How Natural Language Processing works
NLP systems convert human language into a structured form a computer can process, then apply techniques ranging from simple pattern matching through to large language models for more sophisticated understanding and generation. Tasks within NLP include sentiment analysis (is this text positive or negative), entity extraction (identifying names, dates and amounts within text) and text generation. Modern large language models have significantly improved performance across nearly all of these tasks compared to older, more rule-based NLP approaches.
How UK businesses use NLP
- A customer service team uses NLP-based sentiment analysis through AI Builder to automatically flag negative customer feedback for priority review.
- A business uses NLP-powered search across its document library, allowing staff to find relevant content using natural language queries rather than exact keyword matches.
- A finance team uses NLP-based entity extraction to automatically pull supplier names, invoice numbers and amounts from scanned invoices.
- A sales team relies on Microsoft Copilot's NLP capabilities to summarise lengthy email threads into a short briefing before a client call.
How Advantage applies NLP for businesses
Advantage identifies practical opportunities to apply NLP capabilities, often through AI Builder and Microsoft Copilot, to automate document processing, customer communication analysis and other language-based tasks within existing Microsoft Platform deployments.

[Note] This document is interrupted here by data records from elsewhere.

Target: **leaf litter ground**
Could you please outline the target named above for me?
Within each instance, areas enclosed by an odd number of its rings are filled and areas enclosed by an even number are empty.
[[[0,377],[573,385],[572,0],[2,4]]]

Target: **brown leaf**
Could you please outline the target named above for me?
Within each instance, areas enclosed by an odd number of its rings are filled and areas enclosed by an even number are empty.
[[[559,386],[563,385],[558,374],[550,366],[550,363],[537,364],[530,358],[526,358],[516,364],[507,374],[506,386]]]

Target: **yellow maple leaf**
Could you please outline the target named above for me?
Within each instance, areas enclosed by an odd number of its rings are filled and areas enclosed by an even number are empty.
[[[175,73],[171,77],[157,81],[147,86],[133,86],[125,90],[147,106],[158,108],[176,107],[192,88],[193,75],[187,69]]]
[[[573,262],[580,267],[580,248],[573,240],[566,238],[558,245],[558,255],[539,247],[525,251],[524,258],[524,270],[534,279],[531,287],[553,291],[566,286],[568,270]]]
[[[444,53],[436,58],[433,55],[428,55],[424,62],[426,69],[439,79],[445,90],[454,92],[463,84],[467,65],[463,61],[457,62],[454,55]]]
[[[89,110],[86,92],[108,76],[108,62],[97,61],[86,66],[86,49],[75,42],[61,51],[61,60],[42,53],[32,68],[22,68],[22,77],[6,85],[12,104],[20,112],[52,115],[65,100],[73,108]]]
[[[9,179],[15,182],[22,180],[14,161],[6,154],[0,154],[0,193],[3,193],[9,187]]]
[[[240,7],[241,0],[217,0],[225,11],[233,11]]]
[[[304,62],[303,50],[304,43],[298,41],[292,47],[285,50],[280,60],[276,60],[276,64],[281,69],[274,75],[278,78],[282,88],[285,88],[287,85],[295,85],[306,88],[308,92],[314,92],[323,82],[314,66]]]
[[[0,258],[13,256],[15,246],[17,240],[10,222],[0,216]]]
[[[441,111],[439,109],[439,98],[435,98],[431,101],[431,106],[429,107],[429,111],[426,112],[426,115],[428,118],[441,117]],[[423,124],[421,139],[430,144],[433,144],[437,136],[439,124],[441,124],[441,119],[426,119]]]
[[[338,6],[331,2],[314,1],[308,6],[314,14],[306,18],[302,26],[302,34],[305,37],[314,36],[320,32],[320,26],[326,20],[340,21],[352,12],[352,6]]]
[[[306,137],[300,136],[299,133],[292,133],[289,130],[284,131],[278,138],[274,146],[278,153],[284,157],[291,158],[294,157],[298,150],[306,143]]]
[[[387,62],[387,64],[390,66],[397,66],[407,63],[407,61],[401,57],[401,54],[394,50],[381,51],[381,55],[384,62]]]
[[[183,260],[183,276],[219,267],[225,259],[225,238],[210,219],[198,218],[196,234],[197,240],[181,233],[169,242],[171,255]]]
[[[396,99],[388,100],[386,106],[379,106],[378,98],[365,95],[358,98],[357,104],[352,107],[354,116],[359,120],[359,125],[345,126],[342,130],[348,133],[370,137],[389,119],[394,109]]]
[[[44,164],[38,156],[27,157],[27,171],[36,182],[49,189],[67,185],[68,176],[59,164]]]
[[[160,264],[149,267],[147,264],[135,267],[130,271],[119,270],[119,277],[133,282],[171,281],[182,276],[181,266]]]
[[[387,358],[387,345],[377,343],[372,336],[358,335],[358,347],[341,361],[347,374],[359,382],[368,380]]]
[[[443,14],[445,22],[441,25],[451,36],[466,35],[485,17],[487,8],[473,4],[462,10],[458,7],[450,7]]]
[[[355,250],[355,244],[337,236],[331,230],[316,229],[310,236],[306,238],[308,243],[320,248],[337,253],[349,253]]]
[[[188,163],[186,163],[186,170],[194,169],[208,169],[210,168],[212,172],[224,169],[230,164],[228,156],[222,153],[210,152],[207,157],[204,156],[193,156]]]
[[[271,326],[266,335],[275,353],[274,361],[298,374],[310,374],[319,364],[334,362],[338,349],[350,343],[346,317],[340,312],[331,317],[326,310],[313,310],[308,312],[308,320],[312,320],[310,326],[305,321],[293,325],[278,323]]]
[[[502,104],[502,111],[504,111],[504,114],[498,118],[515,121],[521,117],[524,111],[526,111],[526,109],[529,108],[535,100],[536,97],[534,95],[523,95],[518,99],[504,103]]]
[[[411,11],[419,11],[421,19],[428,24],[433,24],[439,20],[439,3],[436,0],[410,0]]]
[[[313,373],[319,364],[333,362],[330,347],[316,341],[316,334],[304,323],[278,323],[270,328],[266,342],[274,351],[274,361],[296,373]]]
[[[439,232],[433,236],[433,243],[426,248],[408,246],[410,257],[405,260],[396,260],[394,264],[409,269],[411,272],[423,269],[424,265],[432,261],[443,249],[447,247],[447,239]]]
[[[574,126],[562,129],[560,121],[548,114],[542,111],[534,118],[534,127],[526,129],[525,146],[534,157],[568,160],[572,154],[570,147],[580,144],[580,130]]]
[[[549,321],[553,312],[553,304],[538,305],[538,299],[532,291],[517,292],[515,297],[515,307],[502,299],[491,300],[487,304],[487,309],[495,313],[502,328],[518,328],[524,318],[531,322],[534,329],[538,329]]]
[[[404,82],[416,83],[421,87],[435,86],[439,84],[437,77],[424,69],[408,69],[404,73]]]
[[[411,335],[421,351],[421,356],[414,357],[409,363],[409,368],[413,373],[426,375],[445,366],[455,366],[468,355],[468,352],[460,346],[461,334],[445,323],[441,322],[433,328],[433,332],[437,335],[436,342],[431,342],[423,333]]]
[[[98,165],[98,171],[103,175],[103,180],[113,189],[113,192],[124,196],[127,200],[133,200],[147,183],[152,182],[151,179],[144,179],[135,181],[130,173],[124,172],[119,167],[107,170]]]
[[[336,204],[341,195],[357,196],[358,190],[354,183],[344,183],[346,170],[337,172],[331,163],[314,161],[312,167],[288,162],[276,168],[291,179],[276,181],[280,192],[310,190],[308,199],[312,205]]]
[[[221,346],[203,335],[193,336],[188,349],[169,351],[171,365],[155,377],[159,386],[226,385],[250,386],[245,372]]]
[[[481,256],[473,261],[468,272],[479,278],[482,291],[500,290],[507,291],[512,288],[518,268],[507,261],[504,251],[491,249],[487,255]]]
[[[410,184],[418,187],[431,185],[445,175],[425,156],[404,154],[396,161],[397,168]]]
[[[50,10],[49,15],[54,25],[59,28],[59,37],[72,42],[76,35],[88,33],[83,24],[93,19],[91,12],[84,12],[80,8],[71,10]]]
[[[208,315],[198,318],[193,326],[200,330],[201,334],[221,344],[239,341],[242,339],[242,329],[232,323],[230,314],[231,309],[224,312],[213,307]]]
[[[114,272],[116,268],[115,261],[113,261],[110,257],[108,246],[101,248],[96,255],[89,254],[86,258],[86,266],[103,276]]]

Frequently Asked Questions
What is the difference between NLP and a large language model?
NLP is the broader field of AI concerned with understanding and processing human language, including tasks like sentiment analysis, translation and entity extraction. Large language models are a specific, more recent type of NLP technology that has dramatically improved performance across most of these tasks, particularly text generation.
Where might a business already be using NLP without realising it?
Spam filters, predictive text, voice assistants, search engines and many customer service chatbots all rely on NLP. Within Microsoft 365, features such as Outlook's smart replies and sentiment analysis in AI Builder are also examples of NLP in everyday use.
Does NLP only work in English?
No. Modern NLP models, particularly large language models, support many languages, though performance and the volume of available training data can vary by language. Most major business AI tools, including Microsoft Copilot, support multiple languages including UK English.